I have had a difficult lesson of late: 'Lifestory work is just not for everyone' however much I wish it was.
I find myself getting tied up in knots at times, trying to give everyone opportunities to have this kind of experience - we see the great results that can be achieved for the participants, their carers, families and friends and want that for others. But giving real choice means enabling people to come and go in sessions as they choose and listening to people who say they just aren't interested.
I spoke to Linda from Oldham Life Story Network about our projects, She was helpful in her straightforwardness. She said 'Lifestory work is not for everyone, it's to support the person, and to put out what they want to share.' In other words, it's centred around personal choice.
We've had people drop out of session before, when the act of remembering has just been too painful for them - due to the content of the memory, or the frustrations of the fight for that memory (due to dementia, or other health conditions) or other barriers. But what if someone is unsure, or their capacity for decision-making is shaky?
There are tricky judgements to be made sometimes, and none of us are infallible. In a recent session, a member of staff encouraged a participant in our group to stay, even when she was clearly agitated and wanted to leave. Often in these situations, we'll step in and suggest that the person leave. However, we also have to respect the insight and judgement of staff too. It's a balancing act, the staff usually know the participant much better than we do, and therefore should know how far to push - but such moments leave me feeling uncomfortable. We also have to look at the happiness of the whole group, when one person feels agitated, it can easily spread to others.

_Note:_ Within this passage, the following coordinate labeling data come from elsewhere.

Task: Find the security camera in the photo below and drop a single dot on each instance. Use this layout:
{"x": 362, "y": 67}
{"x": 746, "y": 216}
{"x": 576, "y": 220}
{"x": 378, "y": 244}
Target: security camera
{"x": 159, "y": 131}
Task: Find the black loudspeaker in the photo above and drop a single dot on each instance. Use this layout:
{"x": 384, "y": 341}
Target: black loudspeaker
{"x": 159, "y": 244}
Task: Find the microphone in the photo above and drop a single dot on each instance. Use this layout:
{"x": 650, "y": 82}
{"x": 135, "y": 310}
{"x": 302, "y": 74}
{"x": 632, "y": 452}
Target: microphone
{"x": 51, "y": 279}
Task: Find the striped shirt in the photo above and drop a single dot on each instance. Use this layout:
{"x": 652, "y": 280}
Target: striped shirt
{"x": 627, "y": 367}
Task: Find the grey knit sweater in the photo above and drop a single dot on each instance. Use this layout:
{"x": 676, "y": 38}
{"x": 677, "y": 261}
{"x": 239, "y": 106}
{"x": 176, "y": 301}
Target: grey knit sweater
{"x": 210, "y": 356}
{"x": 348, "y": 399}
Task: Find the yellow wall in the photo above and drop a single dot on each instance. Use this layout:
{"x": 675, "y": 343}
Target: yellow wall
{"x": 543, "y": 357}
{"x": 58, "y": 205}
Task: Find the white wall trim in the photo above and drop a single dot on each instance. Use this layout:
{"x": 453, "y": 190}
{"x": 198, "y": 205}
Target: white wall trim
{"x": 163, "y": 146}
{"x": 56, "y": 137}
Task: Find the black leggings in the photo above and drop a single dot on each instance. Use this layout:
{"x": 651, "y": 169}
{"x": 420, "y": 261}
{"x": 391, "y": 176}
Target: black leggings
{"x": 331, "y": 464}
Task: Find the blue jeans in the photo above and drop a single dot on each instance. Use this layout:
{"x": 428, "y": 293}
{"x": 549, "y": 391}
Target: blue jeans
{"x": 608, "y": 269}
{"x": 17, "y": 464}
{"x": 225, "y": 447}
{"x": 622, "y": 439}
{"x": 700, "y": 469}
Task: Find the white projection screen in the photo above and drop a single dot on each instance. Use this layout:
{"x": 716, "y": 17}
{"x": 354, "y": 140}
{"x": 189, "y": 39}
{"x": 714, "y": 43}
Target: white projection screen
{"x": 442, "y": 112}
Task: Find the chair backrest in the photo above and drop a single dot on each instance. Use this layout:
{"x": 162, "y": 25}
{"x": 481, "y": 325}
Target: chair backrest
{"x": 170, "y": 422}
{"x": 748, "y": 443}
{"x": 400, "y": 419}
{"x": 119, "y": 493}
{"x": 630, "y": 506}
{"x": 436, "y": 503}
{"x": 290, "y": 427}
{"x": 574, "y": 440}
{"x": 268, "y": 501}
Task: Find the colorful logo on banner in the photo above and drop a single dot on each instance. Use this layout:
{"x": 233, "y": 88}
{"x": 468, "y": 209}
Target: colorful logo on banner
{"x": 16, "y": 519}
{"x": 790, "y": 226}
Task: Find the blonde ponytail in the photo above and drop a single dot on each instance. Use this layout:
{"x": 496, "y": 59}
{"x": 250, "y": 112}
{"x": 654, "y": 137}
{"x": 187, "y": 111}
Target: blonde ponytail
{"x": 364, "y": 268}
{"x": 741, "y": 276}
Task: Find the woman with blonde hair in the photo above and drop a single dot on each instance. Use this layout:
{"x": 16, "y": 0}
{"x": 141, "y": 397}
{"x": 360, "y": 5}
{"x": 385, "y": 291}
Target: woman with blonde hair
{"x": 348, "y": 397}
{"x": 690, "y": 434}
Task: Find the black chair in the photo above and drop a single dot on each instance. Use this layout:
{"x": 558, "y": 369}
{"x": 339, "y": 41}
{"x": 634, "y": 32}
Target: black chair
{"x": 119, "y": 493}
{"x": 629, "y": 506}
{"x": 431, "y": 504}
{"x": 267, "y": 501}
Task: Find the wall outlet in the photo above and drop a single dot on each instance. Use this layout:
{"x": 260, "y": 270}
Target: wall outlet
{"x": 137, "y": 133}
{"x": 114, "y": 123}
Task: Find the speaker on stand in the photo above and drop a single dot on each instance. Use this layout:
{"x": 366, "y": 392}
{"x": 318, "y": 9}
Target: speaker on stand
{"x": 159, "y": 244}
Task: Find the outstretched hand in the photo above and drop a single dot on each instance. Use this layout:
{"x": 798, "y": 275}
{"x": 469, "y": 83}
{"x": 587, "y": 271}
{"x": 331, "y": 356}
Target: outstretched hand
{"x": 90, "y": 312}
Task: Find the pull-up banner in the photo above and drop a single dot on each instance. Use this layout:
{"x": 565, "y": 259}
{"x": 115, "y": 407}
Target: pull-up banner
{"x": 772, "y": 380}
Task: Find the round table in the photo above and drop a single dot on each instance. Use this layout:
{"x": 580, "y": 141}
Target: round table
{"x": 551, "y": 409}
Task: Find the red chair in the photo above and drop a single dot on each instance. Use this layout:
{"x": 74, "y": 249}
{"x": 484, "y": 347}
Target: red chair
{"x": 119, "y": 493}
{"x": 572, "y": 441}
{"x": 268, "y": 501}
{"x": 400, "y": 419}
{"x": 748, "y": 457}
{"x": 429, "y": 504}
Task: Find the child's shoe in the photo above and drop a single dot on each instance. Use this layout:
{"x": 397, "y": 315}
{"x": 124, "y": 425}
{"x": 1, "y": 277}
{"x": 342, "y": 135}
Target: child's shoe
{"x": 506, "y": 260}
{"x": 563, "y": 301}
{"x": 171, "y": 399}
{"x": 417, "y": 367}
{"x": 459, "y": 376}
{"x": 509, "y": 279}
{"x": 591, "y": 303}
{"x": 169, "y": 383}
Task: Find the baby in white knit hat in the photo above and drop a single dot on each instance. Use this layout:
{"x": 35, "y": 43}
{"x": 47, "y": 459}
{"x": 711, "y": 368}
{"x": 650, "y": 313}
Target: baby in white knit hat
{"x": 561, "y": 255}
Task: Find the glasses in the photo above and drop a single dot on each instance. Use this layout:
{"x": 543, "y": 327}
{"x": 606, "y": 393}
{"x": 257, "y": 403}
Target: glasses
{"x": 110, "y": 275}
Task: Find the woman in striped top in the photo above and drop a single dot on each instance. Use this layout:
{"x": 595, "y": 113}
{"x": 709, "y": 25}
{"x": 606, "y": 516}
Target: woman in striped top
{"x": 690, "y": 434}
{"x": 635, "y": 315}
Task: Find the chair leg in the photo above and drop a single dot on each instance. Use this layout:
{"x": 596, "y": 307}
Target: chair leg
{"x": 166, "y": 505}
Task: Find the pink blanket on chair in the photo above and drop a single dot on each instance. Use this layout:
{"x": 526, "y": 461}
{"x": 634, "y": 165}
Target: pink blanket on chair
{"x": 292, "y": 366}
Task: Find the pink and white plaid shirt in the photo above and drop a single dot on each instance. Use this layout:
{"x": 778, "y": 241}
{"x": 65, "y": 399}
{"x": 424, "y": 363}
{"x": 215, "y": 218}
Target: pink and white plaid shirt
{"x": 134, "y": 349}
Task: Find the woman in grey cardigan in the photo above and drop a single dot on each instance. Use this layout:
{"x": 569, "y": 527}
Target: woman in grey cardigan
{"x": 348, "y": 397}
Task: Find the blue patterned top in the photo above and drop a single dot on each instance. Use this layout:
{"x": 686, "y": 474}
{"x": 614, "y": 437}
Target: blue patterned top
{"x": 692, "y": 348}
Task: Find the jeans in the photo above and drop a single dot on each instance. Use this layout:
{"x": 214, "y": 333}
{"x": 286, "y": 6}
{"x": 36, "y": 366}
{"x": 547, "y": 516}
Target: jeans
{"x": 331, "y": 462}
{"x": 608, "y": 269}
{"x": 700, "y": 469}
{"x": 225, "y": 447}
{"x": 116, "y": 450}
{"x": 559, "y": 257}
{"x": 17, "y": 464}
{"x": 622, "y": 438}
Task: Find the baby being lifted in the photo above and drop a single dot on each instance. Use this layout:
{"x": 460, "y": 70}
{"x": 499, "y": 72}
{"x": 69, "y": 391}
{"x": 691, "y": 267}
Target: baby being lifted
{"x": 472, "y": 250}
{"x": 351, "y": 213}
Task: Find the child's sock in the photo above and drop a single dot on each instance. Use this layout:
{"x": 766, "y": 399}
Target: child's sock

We have worked with people with difficult histories before - reminiscing with holocaust survivors and former refugees was challenging at the time. Recently we have been working with a women, who over the course of our encounters, revealed a very disturbing past, with memories of beatings for her and her mother from her father, and hints at abuse from her husband and former boss. She seemed to find it cathartic to talk about these issues in the group - an unburdening - but she couldn't stop herself coming back to the subject, whatever else we were talking about. This impacted on the whole group. I believe that the issues raised for her personally were so serious that they needed individual attention. We have discussed this with the staff, and don't feel it appropriate to work further with her - and will be referring her for receive professional support.